The visions ceased, leaving only a mirrored wall at the end of a strange study.
Raj handed him a glass and sat in the chair facing him. John took a cautious sip of the sweet wine.
“Lad, you can leave here with no memories of what you’ve seen and heard,” he said calmly. “Or you can leave here as Center’s agent—as I was Center’s agent—to help get this planet out of the dead-end it’s trapped in and set its people free.”
“I’ll do it,” John blurted, then flushed again.
The words seemed to have come directly from his mouth without passing through his brain.
Raj shook his head. “This isn’t a game, John. You could die. You quite probably
will
die.”
The mirrored wall dissolved into its impossibly real pictures. This time they were much more personal. John—an older John—lay beside a hedgerow. His face was slack, eyes unblinking in the thin gray mist of rain. One hand lay on his stomach, a blue bulge of intestine showing around the fingers.
John sat stripped to the waist in a metal chair, waist and limbs and neck held by padded clamps; another device of levers and screws held his mouth open. A single bulb shone down from the ceiling. A Fourth Bureau specialist dressed in a shiny bib apron stepped up to him with a curved tool in his hands.
“Shame, Hosten, shame,” he said. “You have neglected your teeth. Still, I think this nerve is still sensitive.”
The curved shape of stainless steel probed and then thrust. The body in the chair convulsed and screamed a fine mist of blood into the cellar’s dark air.
Another John stood in the dock of a courtroom. The Republic’s flag stood on the wall behind the panel of judges. They whispered together, and then one of them raised his head:
“John Hosten, this court finds you guilty as charged of treason and espionage. You will be taken from this place to the National Prison, and there hung by the neck until dead. May God have mercy on your soul.”
The visions died. John touched his tongue to his lips. “I’m not afraid to die,” he whispered. Then aloud: “I’m not afraid, and I know my duty. I’ll do what you ask, no matter how long it takes, no matter what the risks.”
“Good lad,” Raj said quietly, and gripped his shoulder. “You and your brother will both do your best.”
Jeffrey Farr looked at the mirrored sphere. “Seems like I’m going to be in action a lot,” he said.
He tried to sound calm, but the quaver was in his voice again. Those scenes of himself dying—gut-shot, burned, drowned, the Chosen executioners with whips made of steel-hook chains—they were more real than anything he’d ever seen. He could
feel
it. . . .
“If you say yes,” Raj said. “I’m not going to lie to you, son. Soldiering isn’t a safe profession; and if you refuse, the final war between the Land and your country may not be for a generation or more, possibly two.”

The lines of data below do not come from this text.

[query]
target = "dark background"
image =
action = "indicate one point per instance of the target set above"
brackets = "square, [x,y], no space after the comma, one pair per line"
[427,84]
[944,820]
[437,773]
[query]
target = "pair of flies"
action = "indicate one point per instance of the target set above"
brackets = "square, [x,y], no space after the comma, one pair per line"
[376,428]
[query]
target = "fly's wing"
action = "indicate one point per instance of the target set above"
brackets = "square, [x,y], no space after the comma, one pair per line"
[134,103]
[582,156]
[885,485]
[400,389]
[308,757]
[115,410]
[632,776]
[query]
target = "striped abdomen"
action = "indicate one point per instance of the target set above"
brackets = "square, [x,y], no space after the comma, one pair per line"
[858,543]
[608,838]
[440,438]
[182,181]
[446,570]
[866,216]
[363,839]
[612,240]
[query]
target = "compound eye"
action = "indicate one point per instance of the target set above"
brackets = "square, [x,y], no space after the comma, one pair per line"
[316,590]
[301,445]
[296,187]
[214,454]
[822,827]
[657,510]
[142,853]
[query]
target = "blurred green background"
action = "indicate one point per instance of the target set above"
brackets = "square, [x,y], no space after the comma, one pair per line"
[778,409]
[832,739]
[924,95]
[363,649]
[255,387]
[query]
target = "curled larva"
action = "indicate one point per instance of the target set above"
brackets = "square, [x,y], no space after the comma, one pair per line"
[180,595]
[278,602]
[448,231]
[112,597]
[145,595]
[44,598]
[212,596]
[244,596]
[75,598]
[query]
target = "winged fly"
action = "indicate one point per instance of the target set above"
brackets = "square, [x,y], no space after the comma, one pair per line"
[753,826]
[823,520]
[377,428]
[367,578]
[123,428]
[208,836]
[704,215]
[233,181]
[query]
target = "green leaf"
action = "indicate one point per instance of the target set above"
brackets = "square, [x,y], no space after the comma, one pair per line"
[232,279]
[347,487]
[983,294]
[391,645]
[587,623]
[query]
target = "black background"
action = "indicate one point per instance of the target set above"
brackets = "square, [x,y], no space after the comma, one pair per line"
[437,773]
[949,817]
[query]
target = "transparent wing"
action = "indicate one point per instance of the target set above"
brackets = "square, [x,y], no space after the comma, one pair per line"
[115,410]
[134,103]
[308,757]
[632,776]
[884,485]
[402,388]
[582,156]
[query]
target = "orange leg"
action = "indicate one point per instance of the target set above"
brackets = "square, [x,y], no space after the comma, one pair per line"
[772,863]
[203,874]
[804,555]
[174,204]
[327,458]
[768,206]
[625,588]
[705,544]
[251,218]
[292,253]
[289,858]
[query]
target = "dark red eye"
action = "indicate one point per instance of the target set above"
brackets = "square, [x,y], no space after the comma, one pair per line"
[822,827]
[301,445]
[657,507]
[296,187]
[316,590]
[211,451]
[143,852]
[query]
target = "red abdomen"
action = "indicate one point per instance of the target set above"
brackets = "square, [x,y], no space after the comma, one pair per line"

“Yeah, and the horse might learn to sing,” Jeffrey said. He was a little surprised at Raj’s chuckle. “And if I had kids, they’d be around when it happened,, anyway. I’ll do it. Somebody’s got to. A Farr does what has to be done.”
Unconsciously, his voice took on another tone with the last words; Raj nodded approvingly and handed him the balloon snifter.
“Good lad.”
“There’s just one thing,” Jeffrey said. He looked up; the . . . computer . . . wasn’t there—wasn’t anywhere, specifically, while he was in its mind—but that helped.
“Just one thing. If, ah, Center can predict things, and manipulate them the way you’re saying, couldn’t you change the Chosen? You showed me what would happen if the Chosen took over by
themselves
, didn’t you? Left to themselves, on their own.”
correct.
Raj nodded.
“So, you could help
them
, and sort of twist things around so that
they
built a star-transport system? It’d be easy enough, with you showing all the technical stuff they had to do every step of the way, not like reinventing it, not really. And you could get whoever you picked to the top in Chosen politics, couldn’t you? Make ’em next thing to a living god.”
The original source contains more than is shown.